LE GREFFIER LE PRESIDENT
RÉPUBLIQUE FRANÇAISE
AU NOM DU PEUPLE FRANÇAIS
COUR D’APPEL DE PARIS
Pôle 6 – Chambre 3
ARRÊT DU 15 Janvier 2019
(n° , 2 pages)
Numéro d’inscription au répertoire général : S N° RG 17/02380 – N° Portalis 35L7-V-B7B-B2UKG
Décision déférée à la Cour : jugement rendu le 12 Janvier 2017 par le Conseil de Prud’hommes – Formation paritaire de SENS RG n° 16/00075
APPELANTE
Madame Y X
Née le […] à CALAIS
[…]
[…]
représentée par Me Philippe SERRE, avocat au barreau de SENS
substitué par Me Karym FELLAH, avocat au barreau de SENS
INTIMEE
SA BRICOMAN Représentée par son Président
Numéro de SIRET : 420 809 923 00055
[…]
[…]
représentée par Me Jérôme WATRELOT de la SELCA CHASSANY WATRELOT ET ASSOCIES, avocat au barreau de PARIS, toque : K0100
substitué par Me Magali PROVENCAL, avocat au barreau de MARSEILLE
COMPOSITION DE LA COUR :
En application des dispositions des articles 786 et 907 du code de procédure civile, l’affaire a été débattue le 05 novembre 2018, en audience publique, les avocats ne s’y étant pas opposés, devant Madame Laurence SINQUIN, Conseillère, chargée du rapport.
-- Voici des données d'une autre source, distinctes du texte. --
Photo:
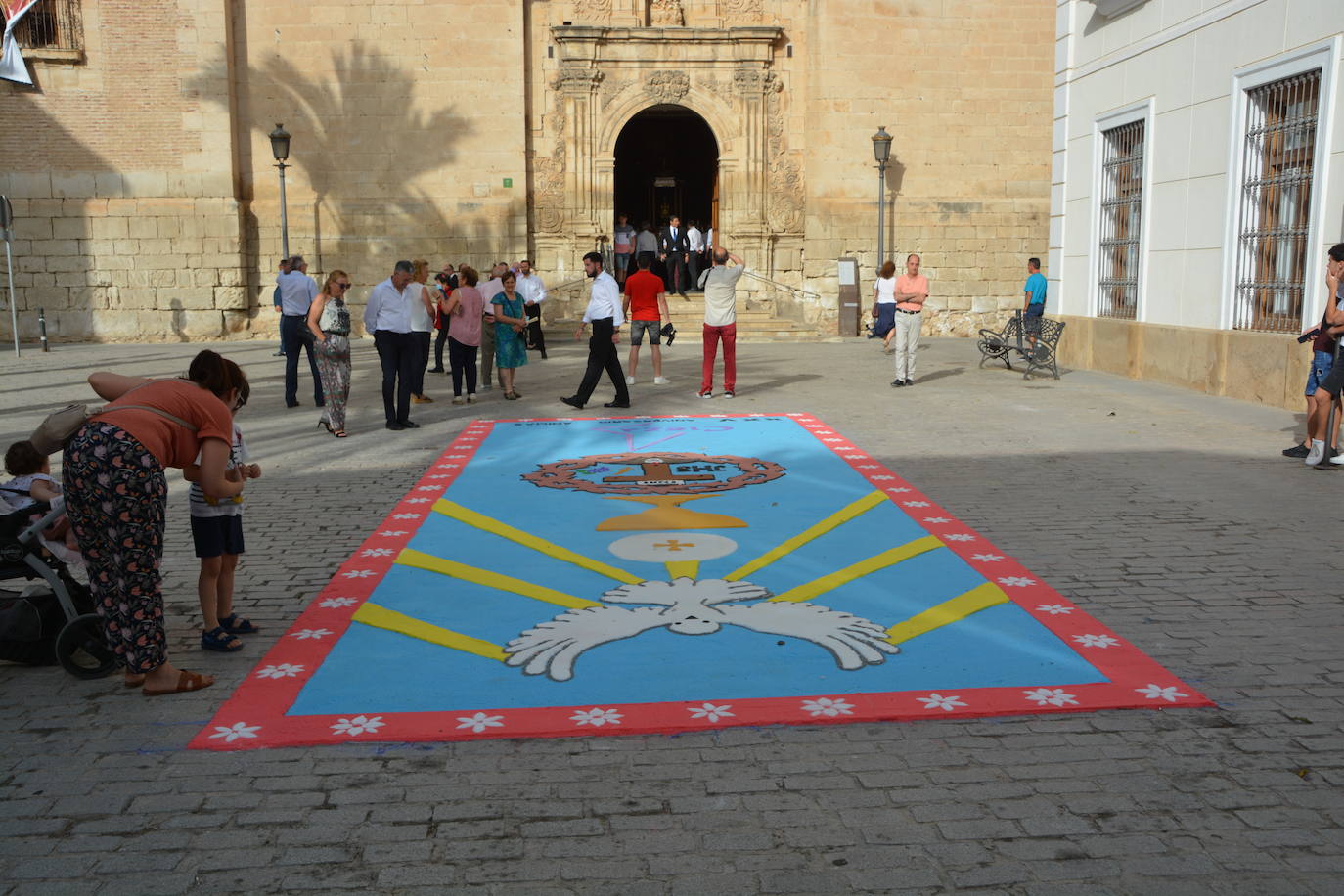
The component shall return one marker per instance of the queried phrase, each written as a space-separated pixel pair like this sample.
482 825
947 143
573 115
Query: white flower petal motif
1096 640
1157 692
597 718
1053 608
938 701
237 731
710 712
480 722
827 707
1052 696
358 726
283 670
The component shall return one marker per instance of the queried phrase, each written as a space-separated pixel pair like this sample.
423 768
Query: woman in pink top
912 293
464 331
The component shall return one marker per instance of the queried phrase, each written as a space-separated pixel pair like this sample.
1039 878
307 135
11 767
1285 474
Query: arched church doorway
667 162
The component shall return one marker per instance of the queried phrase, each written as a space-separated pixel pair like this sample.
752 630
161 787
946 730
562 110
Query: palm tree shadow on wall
360 144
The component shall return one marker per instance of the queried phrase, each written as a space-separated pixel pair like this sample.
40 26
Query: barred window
51 24
1121 212
1277 162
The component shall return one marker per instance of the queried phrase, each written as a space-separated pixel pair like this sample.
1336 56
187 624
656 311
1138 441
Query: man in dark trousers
604 313
675 251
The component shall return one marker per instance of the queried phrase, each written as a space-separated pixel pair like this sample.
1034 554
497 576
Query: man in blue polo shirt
1034 299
Ce magistrat a rendu compte des plaidoiries dans le délibéré de la Cour, composée de :
Monsieur Daniel FONTANAUD, Président de Chambre
Madame Roselyne NEMOZ, Conseillère
Madame Laurence SINQUIN, Conseillère
Greffier : Mme Z A, lors des débats
ARRET :
— contradictoire
— prononcé par mis à disposition au greffe de la Cour, les parties en ayant été préalablement avisées dans les conditions prévues au deuxième alinéa de l’article 450 du Code de procédure civile.
— signé par Monsieur Daniel FONTANAUD, Président de Chambre et par Madame Z A, Greffier, auquel la minute de la décision a été remise par le magistrat signataire.